The average ratings by original_language show notable differences across languages:

Afar (af) has one of the highest average ratings at 6.48, suggesting that TV shows in this language are generally well-received.
Assamese (as) also has a high average rating of 7.20, despite the smaller number of shows in this language.
Arabic (ar) shows a much lower average rating of 2.12, and Amharic (am) has an even lower average of 2.36. This could indicate either lower-quality shows or niche audiences that are more critical in their ratings.
The most dominant language, English (en), is not shown here, but other notable languages like Spanish (es) have 5,602 shows and a slightly above-average rating, while French (fr) shows a broad range of ratings.

These differences in ratings could reflect varying production standards, audience preferences, or voting behaviors based on region. Higher-rated languages might be producing content with better production values or more popular genres, while lower-rated languages could either have fewer resources or are catering to more niche, less mainstream audiences.

5. Visual Summaries

Distribution of Vote Average

install.packages("ggplot2")

## 
## The downloaded binary packages are in
##  /var/folders/hm/vdxhq1nj0b93vcvx_r77cxt00000gp/T//RtmpC5t5Rx/downloaded_packages

library(ggplot2)
ggplot(tv_data, aes(x = vote_average)) +
  geom_histogram(binwidth = 0.2, fill = "steelblue", color = "white") +
  labs(title = "Distribution of Vote Average", x = "Vote Average", y = "Count") +
  theme_minimal()

The histogram visualizes the distribution of the vote_average for TV shows in the dataset. The following insights can be drawn from the plot:

Skewed Distribution:
- The majority of TV shows have a vote average close to 0, which is consistent with the summary statistics where the median and first quartile of vote_average were both 0. This suggests that many shows in the dataset either haven’t received enough votes or have very low ratings.
- As you move to the right of the plot, the number of shows decreases significantly, indicating that highly-rated shows are less common.
Small Cluster of Higher Ratings:
- There is a small cluster of TV shows with ratings between 6 and 10. These shows represent the minority of the dataset but are likely well-received or popular, as the histogram shows fewer counts in these bins.
Outliers and Data Quality Considerations:
- The sharp drop-off after the initial bins suggests that the dataset is heavily concentrated with low-rated or unrated shows. This could be due to the inclusion of obscure or less popular shows that are not widely reviewed.
- The distribution’s shape may also imply a data quality issue, where shows with few or no user ratings are included in the dataset, leading to the dominance of 0-rated entries.
Further Investigation:
- The plot raises questions about the distribution of votes across languages and genres. For example, it might be worth investigating whether certain genres or languages tend to have higher average ratings and if those higher-rated shows follow different trends.

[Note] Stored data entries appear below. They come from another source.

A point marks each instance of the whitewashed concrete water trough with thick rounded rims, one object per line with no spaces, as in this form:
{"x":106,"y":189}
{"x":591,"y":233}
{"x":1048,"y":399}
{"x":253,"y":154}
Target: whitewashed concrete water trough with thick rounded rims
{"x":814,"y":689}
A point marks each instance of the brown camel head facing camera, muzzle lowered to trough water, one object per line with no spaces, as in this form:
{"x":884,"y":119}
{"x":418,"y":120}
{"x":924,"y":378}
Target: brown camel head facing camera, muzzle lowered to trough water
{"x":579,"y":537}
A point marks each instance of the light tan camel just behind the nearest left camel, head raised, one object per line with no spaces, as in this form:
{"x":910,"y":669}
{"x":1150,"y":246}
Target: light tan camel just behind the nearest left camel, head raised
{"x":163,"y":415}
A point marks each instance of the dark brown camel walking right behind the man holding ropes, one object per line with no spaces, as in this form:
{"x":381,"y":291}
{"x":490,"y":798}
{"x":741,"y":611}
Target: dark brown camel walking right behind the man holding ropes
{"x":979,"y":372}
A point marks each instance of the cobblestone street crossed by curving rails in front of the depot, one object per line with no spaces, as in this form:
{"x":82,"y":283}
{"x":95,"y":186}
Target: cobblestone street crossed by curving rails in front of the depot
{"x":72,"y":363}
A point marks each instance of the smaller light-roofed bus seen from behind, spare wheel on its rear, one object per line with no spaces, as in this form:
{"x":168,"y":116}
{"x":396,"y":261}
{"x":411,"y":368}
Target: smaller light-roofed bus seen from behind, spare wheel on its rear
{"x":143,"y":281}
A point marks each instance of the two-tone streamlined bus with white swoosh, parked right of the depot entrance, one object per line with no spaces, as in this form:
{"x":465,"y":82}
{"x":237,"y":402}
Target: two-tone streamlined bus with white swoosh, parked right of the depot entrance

Scatter Plot of Number of Episodes vs. Vote Average, Colored by Original Language

# Scatter plot to show correlation between number_of_episodes and vote_average
# Color is used to differentiate between different original languages
ggplot(tv_data, aes(x = number_of_episodes, y = vote_average, color = original_language)) +
  geom_point(alpha = 0.7) +
  labs(title = "Number of Episodes vs. Vote Average", 
       x = "Number of Episodes", 
       y = "Vote Average") +
  theme_minimal() +
  scale_color_viridis_d()

The scatter plot illustrates the relationship between the number of episodes and the vote average for TV shows, with points colored by their original language. Several important insights can be drawn from the plot:

No Strong Correlation:
- From the scatter plot, it is clear that there is no strong positive or negative correlation between the number of episodes a show has and its average rating. Shows with a low number of episodes can have both high and low ratings, and the same is true for shows with many episodes.
- This indicates that episode count does not necessarily determine a show’s success in terms of ratings. Both short-running and long-running shows have the potential to be well or poorly received.
Cluster of Low-Episode, Low-Rated Shows:
- There is a dense cluster of points in the lower-left corner, representing shows with fewer episodes and low ratings. This suggests that many short-run or pilot shows may not perform well in terms of audience reception.
- A large number of these low-episode shows might also be in languages that are less globally popular, which could explain their low vote counts and lower ratings.
Variety of Languages:
- The use of color to represent different languages reveals some interesting patterns. Some languages, like English, appear across the entire range of episode counts and ratings, suggesting a wide variety of content in terms of both quantity and quality.
- Other languages may show more limited variability, indicating that some languages are more frequently associated with certain types of shows (e.g., shorter or longer running shows).
- Investigating the colors can help identify if certain languages tend to dominate the higher-rated or longer-running shows.
Outliers:
- There are several outliers where shows have an extremely high number of episodes. These points represent long-running shows, possibly from regions where serialized content (e.g., telenovelas or soap operas) is more common. Some of these shows still have relatively low ratings, which indicates that episode count does not guarantee quality or popularity.
- The outliers might warrant further investigation to see if they belong to specific genres or countries known for producing long-running content.